The President is right, of course.
Gray wolves and polar bears:
On endangered species, the Center gave the administration a solid C, since for every positive action there seemed to be a negative action of equal scope. For example, the Obama administration rescinded regulations passed in the final days of the Bush administration that would have gutted enforcement of key provisions of the Endangered Species Act, but retained a rule weakening protection for the polar bear. The Obama administration also moved forward with a Bush initiative to remove protections for the gray wolf, and has only listed two new species as endangered, which is the fewest protected in the first year of any administration since Reagan.
National Parks and offshore drilling
In March 2009, he [Ken Salazar] called the controversy surrounding an 11th-hour Bush administration decision to allow people to carry concealed, loaded guns in national parks a "distraction" to Americans and his department.
The folks who know better--the ones who raise money for parks and former employees--disagreed. The National Parks Conservation Association and the Coalition of National Park Service Retirees filed suit, asking that the no loaded guns policy established under the Reagan administration be restored.
. . . Meanwhile, the MMS allowed the operators of the BP Deepwater Horizon rig to cut corners. And even with oil erupting into the Gulf, Salazar's underlings approved other underwater drilling permits.
Glass-Steagall
Since the McCain-Cantwell Amendment to the Dodd financial reform bill was introduced, which is effectively a return to the spirit of the Glass-Steagall Banking Act, Senator Dodd and the full weight of the Obama Administration including Bernanke, Geithner, and Summers have been put in play to stop it's incorporation.
Larry Summers:
Last year, Summers pocketed $5 million as a managing director of D.E. Shaw, one of the biggest hedge funds in the world, and another $2.7 million for speeches delivered to Wall Street firms that have received government bailout money.
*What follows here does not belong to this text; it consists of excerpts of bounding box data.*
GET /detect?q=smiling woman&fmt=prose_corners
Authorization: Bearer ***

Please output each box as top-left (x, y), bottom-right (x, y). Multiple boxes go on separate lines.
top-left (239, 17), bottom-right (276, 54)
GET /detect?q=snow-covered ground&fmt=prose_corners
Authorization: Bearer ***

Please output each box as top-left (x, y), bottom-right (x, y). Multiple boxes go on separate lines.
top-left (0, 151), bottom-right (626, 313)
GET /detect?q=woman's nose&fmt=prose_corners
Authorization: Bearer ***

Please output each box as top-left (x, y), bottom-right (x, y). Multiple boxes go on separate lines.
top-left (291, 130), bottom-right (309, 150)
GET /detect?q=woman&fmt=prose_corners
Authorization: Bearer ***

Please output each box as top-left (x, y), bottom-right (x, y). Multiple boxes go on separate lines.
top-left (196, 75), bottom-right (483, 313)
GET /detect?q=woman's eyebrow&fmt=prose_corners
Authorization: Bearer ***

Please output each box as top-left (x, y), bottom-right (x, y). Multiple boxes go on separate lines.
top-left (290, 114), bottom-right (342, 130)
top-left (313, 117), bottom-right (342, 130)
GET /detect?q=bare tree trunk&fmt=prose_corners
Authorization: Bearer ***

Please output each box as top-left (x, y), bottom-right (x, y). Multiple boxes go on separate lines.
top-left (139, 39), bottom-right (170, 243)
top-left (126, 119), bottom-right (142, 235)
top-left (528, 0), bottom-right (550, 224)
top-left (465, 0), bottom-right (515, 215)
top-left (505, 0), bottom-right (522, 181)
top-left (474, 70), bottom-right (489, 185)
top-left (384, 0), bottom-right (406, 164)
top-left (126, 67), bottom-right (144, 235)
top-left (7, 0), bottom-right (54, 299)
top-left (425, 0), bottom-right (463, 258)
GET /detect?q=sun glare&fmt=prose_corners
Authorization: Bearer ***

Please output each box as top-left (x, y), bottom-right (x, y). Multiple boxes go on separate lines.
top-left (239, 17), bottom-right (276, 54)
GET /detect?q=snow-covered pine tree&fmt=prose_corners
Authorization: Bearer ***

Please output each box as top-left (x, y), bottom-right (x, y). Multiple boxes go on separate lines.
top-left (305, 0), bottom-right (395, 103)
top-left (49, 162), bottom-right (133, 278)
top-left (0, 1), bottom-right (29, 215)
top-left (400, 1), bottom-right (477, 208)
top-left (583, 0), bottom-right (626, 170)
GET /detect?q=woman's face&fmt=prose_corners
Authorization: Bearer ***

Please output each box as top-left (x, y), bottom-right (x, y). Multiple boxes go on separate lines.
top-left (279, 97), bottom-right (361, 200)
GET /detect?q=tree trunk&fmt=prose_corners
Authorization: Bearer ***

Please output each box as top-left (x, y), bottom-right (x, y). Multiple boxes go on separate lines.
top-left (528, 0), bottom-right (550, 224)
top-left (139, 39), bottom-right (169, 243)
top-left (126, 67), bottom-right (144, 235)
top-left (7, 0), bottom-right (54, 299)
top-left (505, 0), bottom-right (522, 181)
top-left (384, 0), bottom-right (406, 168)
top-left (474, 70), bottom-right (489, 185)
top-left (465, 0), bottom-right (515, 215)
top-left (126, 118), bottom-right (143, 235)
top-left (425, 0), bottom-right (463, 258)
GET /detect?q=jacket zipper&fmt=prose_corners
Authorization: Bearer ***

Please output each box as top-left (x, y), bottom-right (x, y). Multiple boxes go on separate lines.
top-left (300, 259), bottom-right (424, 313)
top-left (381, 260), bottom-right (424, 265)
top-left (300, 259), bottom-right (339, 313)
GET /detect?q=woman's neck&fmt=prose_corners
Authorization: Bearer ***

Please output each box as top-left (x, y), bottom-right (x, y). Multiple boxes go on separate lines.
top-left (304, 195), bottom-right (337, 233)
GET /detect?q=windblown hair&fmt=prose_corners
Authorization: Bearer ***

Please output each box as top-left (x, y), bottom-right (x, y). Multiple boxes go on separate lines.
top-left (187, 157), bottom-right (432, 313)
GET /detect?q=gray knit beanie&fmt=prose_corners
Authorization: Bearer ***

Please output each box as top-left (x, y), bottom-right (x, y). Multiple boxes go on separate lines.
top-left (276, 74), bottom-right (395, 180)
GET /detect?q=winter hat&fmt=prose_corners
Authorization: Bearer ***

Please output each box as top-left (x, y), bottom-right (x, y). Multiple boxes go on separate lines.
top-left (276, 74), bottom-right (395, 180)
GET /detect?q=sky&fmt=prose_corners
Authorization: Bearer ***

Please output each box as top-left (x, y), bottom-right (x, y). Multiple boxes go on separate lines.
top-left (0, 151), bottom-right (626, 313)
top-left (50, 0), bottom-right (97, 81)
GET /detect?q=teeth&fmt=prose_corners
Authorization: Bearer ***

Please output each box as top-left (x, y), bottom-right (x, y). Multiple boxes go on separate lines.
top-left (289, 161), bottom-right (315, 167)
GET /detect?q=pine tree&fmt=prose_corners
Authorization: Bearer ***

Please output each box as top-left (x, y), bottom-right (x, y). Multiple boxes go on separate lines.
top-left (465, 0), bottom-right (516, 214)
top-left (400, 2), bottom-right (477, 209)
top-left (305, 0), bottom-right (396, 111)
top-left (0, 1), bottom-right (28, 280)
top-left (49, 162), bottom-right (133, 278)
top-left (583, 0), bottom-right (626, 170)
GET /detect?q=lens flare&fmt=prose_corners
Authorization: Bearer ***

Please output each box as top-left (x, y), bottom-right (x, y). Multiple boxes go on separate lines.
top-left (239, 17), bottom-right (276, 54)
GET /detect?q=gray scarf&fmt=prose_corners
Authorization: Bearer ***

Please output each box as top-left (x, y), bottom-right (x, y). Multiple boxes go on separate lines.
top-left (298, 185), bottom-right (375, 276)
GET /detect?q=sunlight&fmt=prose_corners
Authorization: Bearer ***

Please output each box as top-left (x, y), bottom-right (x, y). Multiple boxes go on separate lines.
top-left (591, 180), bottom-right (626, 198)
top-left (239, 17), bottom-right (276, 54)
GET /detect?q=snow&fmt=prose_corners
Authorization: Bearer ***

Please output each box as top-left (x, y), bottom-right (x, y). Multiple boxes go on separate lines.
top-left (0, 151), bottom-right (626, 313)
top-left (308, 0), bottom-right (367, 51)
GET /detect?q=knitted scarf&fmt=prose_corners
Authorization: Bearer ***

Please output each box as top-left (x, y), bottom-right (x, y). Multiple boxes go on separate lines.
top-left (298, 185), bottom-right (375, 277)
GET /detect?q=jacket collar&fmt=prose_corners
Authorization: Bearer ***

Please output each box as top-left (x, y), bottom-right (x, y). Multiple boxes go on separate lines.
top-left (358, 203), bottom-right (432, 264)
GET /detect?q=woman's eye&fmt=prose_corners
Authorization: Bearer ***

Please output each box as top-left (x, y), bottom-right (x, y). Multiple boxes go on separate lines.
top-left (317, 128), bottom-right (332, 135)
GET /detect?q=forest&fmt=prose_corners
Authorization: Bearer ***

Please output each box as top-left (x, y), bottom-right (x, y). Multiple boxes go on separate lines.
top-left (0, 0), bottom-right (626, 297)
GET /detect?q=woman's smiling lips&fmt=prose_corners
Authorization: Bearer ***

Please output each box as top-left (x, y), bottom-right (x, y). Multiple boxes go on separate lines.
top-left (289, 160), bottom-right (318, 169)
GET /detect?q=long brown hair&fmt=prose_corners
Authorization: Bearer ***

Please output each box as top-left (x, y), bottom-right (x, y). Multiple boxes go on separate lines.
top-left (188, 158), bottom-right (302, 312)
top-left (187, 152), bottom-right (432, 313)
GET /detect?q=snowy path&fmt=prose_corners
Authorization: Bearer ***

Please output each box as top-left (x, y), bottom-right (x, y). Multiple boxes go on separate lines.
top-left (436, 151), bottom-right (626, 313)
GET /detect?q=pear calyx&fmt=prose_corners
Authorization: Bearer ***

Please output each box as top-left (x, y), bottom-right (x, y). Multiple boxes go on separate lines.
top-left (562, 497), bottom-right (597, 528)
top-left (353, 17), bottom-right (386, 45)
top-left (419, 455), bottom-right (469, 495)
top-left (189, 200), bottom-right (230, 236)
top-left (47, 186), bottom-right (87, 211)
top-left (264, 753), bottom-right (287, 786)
This includes $45,000 from Citigroup and $67,500 each from JPMorgan Chase and the now-liquidated Lehman Brothers.
For a speech to Goldman Sachs executives, Summers walked away with $135,000. This is substantially more than double the earnings for an entire year of high-seniority auto workers, who have been pilloried by the Obama administration and the media for their supposedly exorbitant and "unsustainable" wages.
Alluding diplomatically to the flagrant conflict of interest revealed by these disclosures, the New York Times noted on Saturday: "Mr. Summers, the director of the National Economic Council, wields important influence over Mr. Obama’s policy decisions for the troubled financial industry, including firms from which he recently received payments."
Michael Froman:
Michael Froman, deputy national security adviser for international economic affairs, worked for Citigroup and received more than $7.4 million from the bank from January of 2008 until he entered the Obama administration this year. This included a $2.25 million year-end bonus handed him this past January, within weeks of his joining the Obama administration.
Citigroup has thus far been the beneficiary of $45 billion in cash and over $300 billion in government guarantees of its bad debts.
David Axelrod, Thomas Donilon, Louis Caldera:
David Axelrod, the Obama campaign’s top strategist and now senior adviser to the president, was paid $1.55 million last year from two consulting firms he controls. He has agreed to buyouts that will garner him another $3 million over the next five years. His disclosure claims personal assets of between $7 and $10 million.
Obama’s deputy national security adviser, Thomas E. Donilon, was paid $3.9 million by a Washington law firm whose major clients include Citigroup, Goldman Sachs and the private equity firm Apollo Management.
Louis Caldera, director of the White House Military Office, made $227,155 last year from IndyMac Bancorp, the California bank that heavily promoted subprime mortgages. It collapsed last summer and was placed under federal receivership.
"The presence of multi-millionaire Wall Street insiders extends to second- and third-tier positions in the Obama administration as well."
Yes, Mr President, we have seen the results of gutting regulations and putting industry insiders in charge of industry. Sir, have you?